Welcome to The Lily Pad. This so-called "pad" is where artists of all types can submit their work to me (via email: sunflour1125@aol.com, or via Facebook). I will also post somewhat recent news about artists of today or different events involving the arts. If anyone has anything that they have found information on and think would make an interesting story just email me and let me know! :)
1, 12, 2008
Vivian Shipley
by Merissa Blitz
Vivian Shipley is a 65 year old woman from East Haven, Connecticut. She is the editor of the Connecticut Review and is the Connecticut State University Distinguished Professor. She's won multiple awards such as the Robert Frost Foundation Poetry Prize, the Daniel Varoujan Prize from the New England Poetry Club, the Marble Faun Award from the William Faulkner Society, the Thin Air Magazine Poetry Prize from Northern Arizona University, was named Faculty Scholar at Southern Connecticut State University where she teaches creative writing, and many other awards.
One of my favorite poems that I have come across by her is called Sister:
Sister
by Vivian Shipley
A brother I was born to, like the grave, Adolph,
you must have had a roadmap I didn't get.
In interviews, I use sibling, avoid your name.
As a child, I chameleoned, never used I after one
of your lectures: It's always about you, Paula.
Be quiet. Listen to me when I speak.
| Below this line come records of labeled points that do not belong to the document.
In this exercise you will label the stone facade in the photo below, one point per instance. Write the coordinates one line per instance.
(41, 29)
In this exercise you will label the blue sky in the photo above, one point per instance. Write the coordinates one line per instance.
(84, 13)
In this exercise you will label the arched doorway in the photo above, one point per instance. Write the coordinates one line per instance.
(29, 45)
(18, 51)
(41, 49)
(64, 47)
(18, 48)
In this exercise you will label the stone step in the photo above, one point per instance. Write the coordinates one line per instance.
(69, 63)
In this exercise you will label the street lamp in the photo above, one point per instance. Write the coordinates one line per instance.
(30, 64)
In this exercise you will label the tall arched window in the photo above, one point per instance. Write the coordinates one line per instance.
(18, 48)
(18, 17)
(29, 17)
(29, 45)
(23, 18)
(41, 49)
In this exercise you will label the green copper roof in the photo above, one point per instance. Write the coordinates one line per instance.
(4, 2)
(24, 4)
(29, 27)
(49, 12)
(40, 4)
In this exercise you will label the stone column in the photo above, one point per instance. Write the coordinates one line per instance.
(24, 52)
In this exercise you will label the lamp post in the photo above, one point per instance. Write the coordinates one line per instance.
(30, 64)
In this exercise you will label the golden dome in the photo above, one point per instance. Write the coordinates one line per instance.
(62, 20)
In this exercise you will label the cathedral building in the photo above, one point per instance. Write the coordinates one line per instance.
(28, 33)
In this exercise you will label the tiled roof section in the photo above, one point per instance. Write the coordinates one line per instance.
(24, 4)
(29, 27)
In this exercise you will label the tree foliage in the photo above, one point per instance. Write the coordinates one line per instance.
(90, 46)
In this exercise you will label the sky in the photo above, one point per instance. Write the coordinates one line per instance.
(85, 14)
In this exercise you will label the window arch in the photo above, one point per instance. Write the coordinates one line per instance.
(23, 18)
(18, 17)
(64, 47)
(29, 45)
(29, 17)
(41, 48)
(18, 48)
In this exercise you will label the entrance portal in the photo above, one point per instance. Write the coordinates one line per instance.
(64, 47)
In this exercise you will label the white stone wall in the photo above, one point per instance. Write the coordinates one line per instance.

I tried,
but I didn't hear the word my heart needed.
I hung on to promises of afternoons together
for so long, they became beans our grandmother
left to dry on Spital's fences that rattled in wind,
in my heart. If I sleep, in dreams about you,
my brother, I cry out: Take me to the Berghof,
not Angela, our half-sister. Let me keep house
for you, cook for Mussolini, King Boris of Bulgaria,
brew the Duke of Windsor's tea. Put my picture
by your bed, not Geli's, your niece who spattered
her blood over your apartment walls, woke up
your neighbors on Munich's Prinzregentenplatz.
I would have been more considerate, never have
chosen your gun as a way to die. Years accordion,
but mostly they stick together. A few stand out:
Angela calling Eva Braun a stupid goose right
to her face; two weeks I spent at the Berghof
nursing you back to health. You even remembered
how I came to visit you in the hospital after you
were gassed in 1918. I was the proudest sister
in Germany as you received the Iron Cross,
First Class. I still feel heat of August when I
Touch the picture of you, my corporal, my brother,
as I pretended to pin the medal on your jacket.
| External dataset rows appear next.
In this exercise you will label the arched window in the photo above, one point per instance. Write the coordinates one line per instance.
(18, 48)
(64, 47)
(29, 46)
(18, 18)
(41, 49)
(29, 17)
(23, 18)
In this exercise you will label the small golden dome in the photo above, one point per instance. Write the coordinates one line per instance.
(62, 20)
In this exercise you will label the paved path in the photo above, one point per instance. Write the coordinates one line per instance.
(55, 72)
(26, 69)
As usual, my tongue would not stay in my mouth
and I begged you to put your arm around me,
if only for the photographer, for the record.
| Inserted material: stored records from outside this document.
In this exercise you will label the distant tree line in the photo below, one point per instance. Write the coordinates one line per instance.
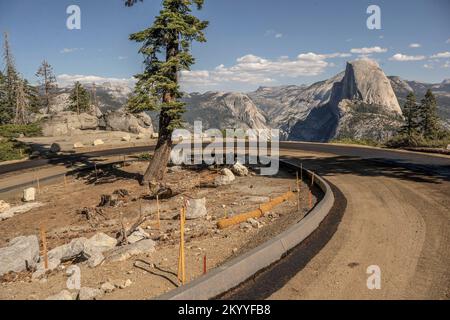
(421, 122)
(19, 100)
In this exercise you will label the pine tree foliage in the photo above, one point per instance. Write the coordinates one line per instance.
(429, 122)
(47, 84)
(411, 113)
(80, 100)
(11, 81)
(166, 46)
Will my anger ever lift its weight from me,
a crescent moon rising over Mein Kampf
where you did not mention me, Paula Hitler,
even though you were writing it in your cell
the day I was there? Words you did not say
will not release me, even when I am laid under
Sister cut in stone. What is done cannot be
undone except by my heart which has no teeth
to chew, will not swallow what I cannot digest.